NetMax Professional: Bringing Linux to the Less Technically Inclined - page 2

Out-of-the-Box Linux Administration

  • August 28, 2003
  • By Aaron Weiss

Cybernet Systems is positioning NetMax as a kind of meta-distribution. Even though the included Linux is the Red Hat variant, Cybernet offers its own package (RPM) updates for ongoing system maintenance. The advantage of this is that Cybernet has followed the Debian model of offering dependency-aware packages that can release system updates in one-click. On the other hand, this makes the enterprise more reliant on Cybernet's viability as a distributor of Linux updates in comparison to more established vendors such as Red Hat, Debian, and SuSE. Cybernet itself even acknowledges that some updates for NetMax may lag behind those of Red Hat.

NetMax is reminiscent of the free software, Webmin, which also provides a Web-based management interface for Linux systems.

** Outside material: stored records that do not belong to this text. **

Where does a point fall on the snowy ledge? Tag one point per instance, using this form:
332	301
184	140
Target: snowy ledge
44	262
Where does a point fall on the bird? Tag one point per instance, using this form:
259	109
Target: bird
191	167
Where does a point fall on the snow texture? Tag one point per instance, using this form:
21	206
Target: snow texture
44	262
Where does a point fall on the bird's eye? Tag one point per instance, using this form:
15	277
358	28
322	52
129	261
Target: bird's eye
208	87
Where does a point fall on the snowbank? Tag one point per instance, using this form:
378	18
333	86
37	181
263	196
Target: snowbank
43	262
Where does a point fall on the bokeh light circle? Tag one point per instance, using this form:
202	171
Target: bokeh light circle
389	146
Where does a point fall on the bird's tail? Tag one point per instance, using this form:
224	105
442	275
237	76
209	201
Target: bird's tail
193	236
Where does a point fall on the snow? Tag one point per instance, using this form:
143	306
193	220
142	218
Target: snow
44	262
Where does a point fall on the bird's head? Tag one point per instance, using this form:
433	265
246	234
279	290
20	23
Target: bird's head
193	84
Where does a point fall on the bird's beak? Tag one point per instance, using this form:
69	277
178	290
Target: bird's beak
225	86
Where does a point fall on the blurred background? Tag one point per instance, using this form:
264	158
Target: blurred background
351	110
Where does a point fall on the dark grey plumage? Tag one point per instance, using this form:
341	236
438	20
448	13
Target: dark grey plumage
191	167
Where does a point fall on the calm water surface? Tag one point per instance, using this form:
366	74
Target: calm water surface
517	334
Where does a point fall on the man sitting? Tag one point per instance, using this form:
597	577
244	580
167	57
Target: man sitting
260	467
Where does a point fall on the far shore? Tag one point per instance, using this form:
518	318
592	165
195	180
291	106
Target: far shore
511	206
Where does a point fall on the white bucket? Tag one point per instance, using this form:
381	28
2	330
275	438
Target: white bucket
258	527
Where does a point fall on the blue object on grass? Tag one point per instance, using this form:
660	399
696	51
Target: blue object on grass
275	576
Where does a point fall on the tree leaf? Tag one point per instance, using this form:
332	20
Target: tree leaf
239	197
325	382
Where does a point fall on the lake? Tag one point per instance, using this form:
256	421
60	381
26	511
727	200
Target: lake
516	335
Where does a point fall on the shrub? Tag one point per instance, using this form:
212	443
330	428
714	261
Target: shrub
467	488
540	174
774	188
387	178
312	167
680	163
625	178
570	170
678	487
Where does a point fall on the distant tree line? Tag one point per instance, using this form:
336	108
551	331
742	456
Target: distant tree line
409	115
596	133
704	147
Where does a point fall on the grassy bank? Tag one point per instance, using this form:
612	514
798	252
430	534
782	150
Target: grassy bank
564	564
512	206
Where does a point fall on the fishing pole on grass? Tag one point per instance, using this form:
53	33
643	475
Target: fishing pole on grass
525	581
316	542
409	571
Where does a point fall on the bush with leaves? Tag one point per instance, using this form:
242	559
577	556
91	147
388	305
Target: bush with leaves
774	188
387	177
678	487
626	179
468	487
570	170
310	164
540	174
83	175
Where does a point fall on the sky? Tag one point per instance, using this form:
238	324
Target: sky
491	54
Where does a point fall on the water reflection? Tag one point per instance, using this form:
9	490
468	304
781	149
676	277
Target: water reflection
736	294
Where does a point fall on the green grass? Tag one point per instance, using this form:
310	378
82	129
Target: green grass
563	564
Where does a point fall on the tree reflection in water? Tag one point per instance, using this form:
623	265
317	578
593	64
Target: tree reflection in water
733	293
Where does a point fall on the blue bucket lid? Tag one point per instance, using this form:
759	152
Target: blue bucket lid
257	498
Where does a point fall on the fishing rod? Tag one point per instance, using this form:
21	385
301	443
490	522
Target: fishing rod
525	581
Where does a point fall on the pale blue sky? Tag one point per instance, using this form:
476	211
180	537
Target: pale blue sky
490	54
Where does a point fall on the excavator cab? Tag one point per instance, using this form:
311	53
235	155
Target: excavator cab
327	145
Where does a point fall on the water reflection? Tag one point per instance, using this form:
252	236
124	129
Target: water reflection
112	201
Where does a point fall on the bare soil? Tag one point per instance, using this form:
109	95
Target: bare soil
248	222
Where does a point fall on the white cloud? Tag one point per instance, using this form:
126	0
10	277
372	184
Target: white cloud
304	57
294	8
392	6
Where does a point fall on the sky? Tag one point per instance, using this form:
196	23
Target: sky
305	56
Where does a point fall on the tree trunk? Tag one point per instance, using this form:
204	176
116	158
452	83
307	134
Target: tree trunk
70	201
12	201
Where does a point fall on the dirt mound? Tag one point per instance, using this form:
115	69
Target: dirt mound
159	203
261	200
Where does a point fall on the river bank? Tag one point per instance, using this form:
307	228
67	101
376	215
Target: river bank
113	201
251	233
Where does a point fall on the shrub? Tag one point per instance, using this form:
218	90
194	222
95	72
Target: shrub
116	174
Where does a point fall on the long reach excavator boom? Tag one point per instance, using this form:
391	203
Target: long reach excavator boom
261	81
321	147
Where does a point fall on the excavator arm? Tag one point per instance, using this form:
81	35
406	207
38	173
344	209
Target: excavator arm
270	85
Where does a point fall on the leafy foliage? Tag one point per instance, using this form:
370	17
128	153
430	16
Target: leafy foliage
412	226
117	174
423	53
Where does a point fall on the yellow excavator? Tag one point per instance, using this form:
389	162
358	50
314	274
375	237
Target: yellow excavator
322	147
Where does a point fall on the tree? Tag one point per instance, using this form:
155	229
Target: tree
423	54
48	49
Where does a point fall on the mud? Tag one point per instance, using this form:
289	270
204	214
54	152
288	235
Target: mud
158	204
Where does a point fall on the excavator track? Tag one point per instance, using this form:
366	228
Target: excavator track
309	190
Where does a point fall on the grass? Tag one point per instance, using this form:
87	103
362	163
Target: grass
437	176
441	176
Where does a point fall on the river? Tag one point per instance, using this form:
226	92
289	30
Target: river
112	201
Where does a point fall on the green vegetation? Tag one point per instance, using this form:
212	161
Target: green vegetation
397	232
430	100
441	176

Webmin itself is fairly sophisticated, and much of what can be done with NetMax can also be done with Webmin. In this sense, NetMax's primary advantage is its easy setup and turnkey installation. For an installed Linux distribution, Webmin provides a similar level of functionality at no license cost, although it is admittedly not quite as user friendly as NetMax's Web interface.

Ultimately, NetMax fulfills on its promise. Within a few minutes of popping in the CD-ROM, a PC can become a network server capable of handling DHCP, DNS, firewalling, NAT, dial-in and dial-out modem support, Web serving, cache, and proxy services, VPN, e-mail, and file sharing. Of course, all Linux boxes can do this--the difference with NetMax is the ease of getting off the ground.

To that end, the value of its $300 price tag is highly dependent on just how important the turnkey, off-the-shelf readiness is to an organization.